Has anybody been to this resort lately? We exchanged for the first week of July, reviews are good but a little outdated (2004)... 
Also: by mistake  I booked a flight for a wrong day (Saturday to Saturday, while we have a Sunday check in), so we will need one night accomodations in the area. There will be 4 of us (2 adults and 2 children). Any recommendations? We will be flying into West Palm Beach airport.
Thank you for your help!


----------



## JUDIE25 (Mar 23, 2006)

It depends on how close you would like to be on that Saturday night.  There is a newly renovated Marriott Courtyard about 3 buildings away from the Turtle Reef.  

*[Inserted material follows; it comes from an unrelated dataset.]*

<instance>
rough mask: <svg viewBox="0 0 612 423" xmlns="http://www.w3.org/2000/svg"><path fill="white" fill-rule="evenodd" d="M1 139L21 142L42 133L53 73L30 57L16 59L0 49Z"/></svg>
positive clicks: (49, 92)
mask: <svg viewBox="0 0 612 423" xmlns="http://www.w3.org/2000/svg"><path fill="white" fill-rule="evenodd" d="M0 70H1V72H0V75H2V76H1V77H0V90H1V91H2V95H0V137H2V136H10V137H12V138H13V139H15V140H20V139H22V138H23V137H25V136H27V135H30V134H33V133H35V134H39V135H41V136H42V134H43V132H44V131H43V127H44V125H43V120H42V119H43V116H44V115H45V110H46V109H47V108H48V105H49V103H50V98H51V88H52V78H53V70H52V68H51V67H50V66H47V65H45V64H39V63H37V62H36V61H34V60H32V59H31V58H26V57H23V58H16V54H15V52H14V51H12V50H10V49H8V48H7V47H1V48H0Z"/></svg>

Turtle Reef was closed for about a year, that is why there are no recent reviews.  But it is totally renovated now so it should be beautiful.


----------



## DorotaG (Mar 23, 2006)

Thank you Judie! Do you by any chance know if they do have a laundry facilities now? I don't think they had it in the past... 
Re: Saturday night, it does not have to be  in immediate vicinity. We will have a car rented. so it does not have to be very close, but I don't want to drive 100 miles...


----------



## JUDIE25 (Mar 24, 2006)

I do not know about Laundry facilities.  We own next door at Vistana Beach Club.  When we were there last April, Turtle Reef was still being renovated.

There should be a lot of choices around the airport in West Palm if you have a car.


----------



## gcole (Mar 27, 2006)

Anyone have some ideas for things to do in this area? We will be staying at Ocean Village up the road next week. I have a 16 yr old son (dad too) and I am afraid they might get board at Grandmas.


----------